Toronto is unique both in terms of population and economic output. According to the most recent Statistics Canada data, Toronto accounts for 20 per cent of Canada’s GDP and 53 per cent of Ontario’s. No province surpasses the economic dominance of Toronto. Simply put, metropolitan Toronto contributes more to the country’s economy than any of the provinces, including the rest of Ontario itself.

Moreover, only two other cities in the country comprise the lion’s share of GDP for their respective provinces—Montreal (55 per cent of Quebec’s GDP) and Vancouver (56 per cent of British Columbia’s GDP).

But does this economic argument mean we should change Canada’s Constitution to give more power to Toronto, or even to the top three cities in the country? No. In fact, there are far easier mechanisms to give cities the tools they need to ensure good governance.

For example, existing provincial legislation.

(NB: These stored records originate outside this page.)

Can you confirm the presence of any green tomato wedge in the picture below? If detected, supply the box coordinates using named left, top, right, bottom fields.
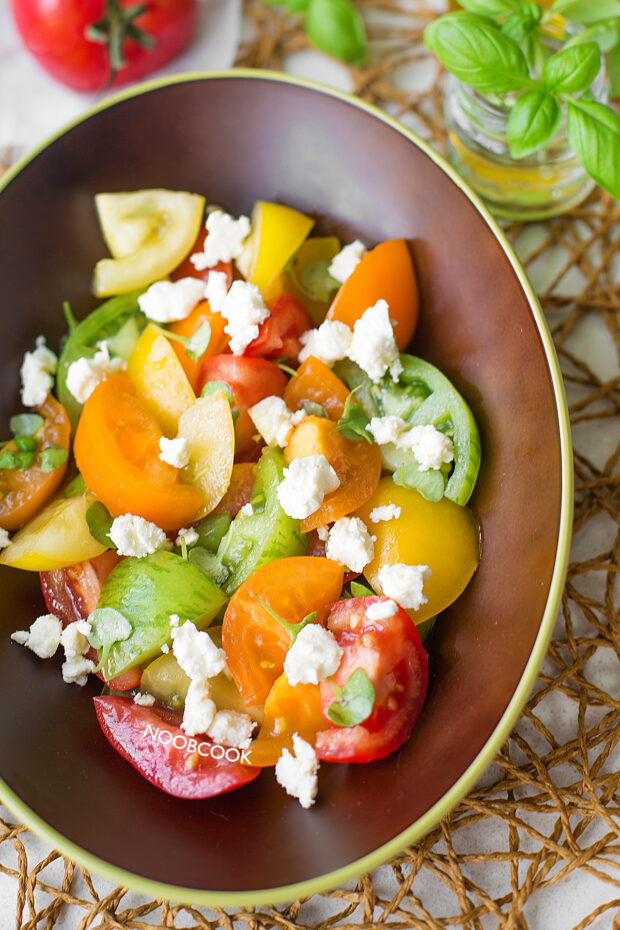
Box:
left=217, top=449, right=308, bottom=597
left=334, top=354, right=480, bottom=506
left=97, top=550, right=226, bottom=681
left=93, top=190, right=205, bottom=297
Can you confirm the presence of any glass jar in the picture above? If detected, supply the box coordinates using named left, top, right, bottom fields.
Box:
left=444, top=69, right=607, bottom=220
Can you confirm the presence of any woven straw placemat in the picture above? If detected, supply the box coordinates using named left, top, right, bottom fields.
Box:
left=0, top=0, right=620, bottom=930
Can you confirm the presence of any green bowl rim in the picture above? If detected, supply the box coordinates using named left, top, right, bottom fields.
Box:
left=0, top=68, right=573, bottom=907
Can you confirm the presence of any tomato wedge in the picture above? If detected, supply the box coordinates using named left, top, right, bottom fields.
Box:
left=327, top=239, right=419, bottom=352
left=222, top=556, right=344, bottom=704
left=316, top=597, right=428, bottom=762
left=93, top=695, right=260, bottom=800
left=73, top=375, right=202, bottom=530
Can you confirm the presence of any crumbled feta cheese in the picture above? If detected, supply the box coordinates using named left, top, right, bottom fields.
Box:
left=207, top=710, right=256, bottom=749
left=133, top=691, right=155, bottom=707
left=298, top=320, right=353, bottom=368
left=11, top=614, right=62, bottom=659
left=284, top=623, right=344, bottom=685
left=138, top=278, right=205, bottom=323
left=109, top=513, right=168, bottom=559
left=276, top=455, right=340, bottom=520
left=370, top=504, right=401, bottom=523
left=175, top=526, right=200, bottom=546
left=327, top=239, right=368, bottom=284
left=20, top=336, right=58, bottom=407
left=276, top=733, right=319, bottom=807
left=248, top=394, right=305, bottom=448
left=172, top=620, right=226, bottom=676
left=181, top=678, right=217, bottom=736
left=190, top=210, right=250, bottom=271
left=325, top=517, right=375, bottom=572
left=67, top=342, right=127, bottom=404
left=218, top=281, right=270, bottom=355
left=348, top=300, right=403, bottom=381
left=159, top=436, right=192, bottom=468
left=366, top=600, right=398, bottom=620
left=379, top=562, right=431, bottom=610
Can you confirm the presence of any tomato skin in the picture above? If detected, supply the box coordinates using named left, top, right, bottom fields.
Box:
left=244, top=291, right=314, bottom=359
left=316, top=597, right=428, bottom=762
left=196, top=355, right=287, bottom=459
left=93, top=695, right=260, bottom=800
left=11, top=0, right=196, bottom=91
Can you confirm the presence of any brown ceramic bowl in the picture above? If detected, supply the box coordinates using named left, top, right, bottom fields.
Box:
left=0, top=72, right=572, bottom=905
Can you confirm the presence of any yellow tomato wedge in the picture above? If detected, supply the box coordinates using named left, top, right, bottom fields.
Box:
left=237, top=200, right=314, bottom=302
left=355, top=478, right=479, bottom=626
left=0, top=494, right=106, bottom=572
left=127, top=324, right=196, bottom=437
left=178, top=389, right=235, bottom=520
left=93, top=190, right=205, bottom=297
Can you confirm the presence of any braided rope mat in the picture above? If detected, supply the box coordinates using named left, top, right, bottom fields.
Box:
left=0, top=0, right=620, bottom=930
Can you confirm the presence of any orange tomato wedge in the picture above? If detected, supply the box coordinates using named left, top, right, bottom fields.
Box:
left=326, top=239, right=419, bottom=352
left=284, top=416, right=381, bottom=533
left=73, top=375, right=202, bottom=530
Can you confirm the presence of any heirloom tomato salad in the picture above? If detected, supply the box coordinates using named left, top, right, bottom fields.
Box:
left=0, top=190, right=480, bottom=807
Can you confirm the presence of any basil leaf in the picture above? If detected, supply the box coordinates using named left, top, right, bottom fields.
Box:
left=565, top=97, right=620, bottom=201
left=424, top=13, right=533, bottom=94
left=39, top=444, right=69, bottom=472
left=542, top=42, right=601, bottom=93
left=549, top=0, right=620, bottom=26
left=9, top=413, right=45, bottom=436
left=306, top=0, right=366, bottom=65
left=86, top=501, right=116, bottom=549
left=507, top=90, right=562, bottom=158
left=327, top=668, right=375, bottom=727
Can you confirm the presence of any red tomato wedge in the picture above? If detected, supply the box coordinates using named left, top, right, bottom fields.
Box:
left=316, top=597, right=428, bottom=762
left=327, top=239, right=419, bottom=352
left=93, top=695, right=260, bottom=800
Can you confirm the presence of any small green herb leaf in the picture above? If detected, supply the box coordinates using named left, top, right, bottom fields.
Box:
left=507, top=90, right=562, bottom=158
left=564, top=97, right=620, bottom=201
left=86, top=501, right=116, bottom=549
left=306, top=0, right=366, bottom=65
left=327, top=668, right=375, bottom=727
left=424, top=12, right=535, bottom=94
left=9, top=413, right=45, bottom=436
left=543, top=42, right=601, bottom=93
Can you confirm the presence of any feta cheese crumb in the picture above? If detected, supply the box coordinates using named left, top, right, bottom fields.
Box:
left=67, top=342, right=127, bottom=404
left=370, top=504, right=401, bottom=523
left=276, top=733, right=319, bottom=807
left=190, top=210, right=250, bottom=271
left=11, top=614, right=62, bottom=659
left=159, top=436, right=192, bottom=468
left=19, top=336, right=58, bottom=407
left=138, top=278, right=205, bottom=323
left=327, top=239, right=368, bottom=284
left=379, top=562, right=431, bottom=610
left=133, top=691, right=155, bottom=707
left=109, top=513, right=168, bottom=559
left=207, top=710, right=256, bottom=749
left=298, top=320, right=353, bottom=368
left=348, top=300, right=403, bottom=381
left=276, top=455, right=340, bottom=520
left=325, top=517, right=375, bottom=572
left=366, top=600, right=398, bottom=620
left=284, top=623, right=344, bottom=685
left=248, top=394, right=305, bottom=449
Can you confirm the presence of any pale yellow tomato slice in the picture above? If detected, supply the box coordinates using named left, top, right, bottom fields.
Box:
left=127, top=324, right=196, bottom=437
left=0, top=494, right=106, bottom=572
left=178, top=389, right=235, bottom=520
left=356, top=478, right=480, bottom=625
left=93, top=190, right=205, bottom=297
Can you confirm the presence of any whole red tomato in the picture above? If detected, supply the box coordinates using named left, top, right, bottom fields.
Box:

In light of the unique contribution of cities to Ontario’s economic vitality, the province reformed municipal governance with the Municipal Act 2001 and, most salient to this discussion, the City of Toronto Act 2006. These acts ushered in substantive changes giving municipalities far more clout and obligation than what would have been imagined in 1867. The City of Toronto Act gives the city far-reaching powers to provide “good government” that is “democratically elected… which is responsible and accountable.” The fundamental premise of the legislation is that “the Province and the City work together in a relationship based on mutual respect, consultation and cooperation.”

It’s true, back in 2018 when the Ford government cut Toronto City Council by nearly half, it violated the spirit of this Act by enacting legislation without mutual respect, consultation and cooperation. But crucially, it did not violate a key tenet of the Act, which allows the province to determine the “composition of city council and the division of the City into wards.”

Nevertheless, opponents to the move claimed the province had overreached, diluting the democratic process and the city’s power. But in reality, city council is far from impotent. According to the Act, the city can enter into agreements with the federal government and exercise broad permissive powers to pass bylaws on local boards, manage city finances and so on. While city council can’t increase income taxes or sales taxes (and we should be thankful for that), it can raise other taxes (e.g. property taxes).

An important lesson of good governance is to learn how to work with the rules you are given. It’s highly unlikely that there’s an appetite among the general public to open the Constitution and give the City of Toronto constitutional status. But there are other less-dramatic options. The provincial government should either consult more fulsomely with Toronto City Council or change the City of Toronto Act and allow the city to determine the composition of city council. No need to get the rest of us involved.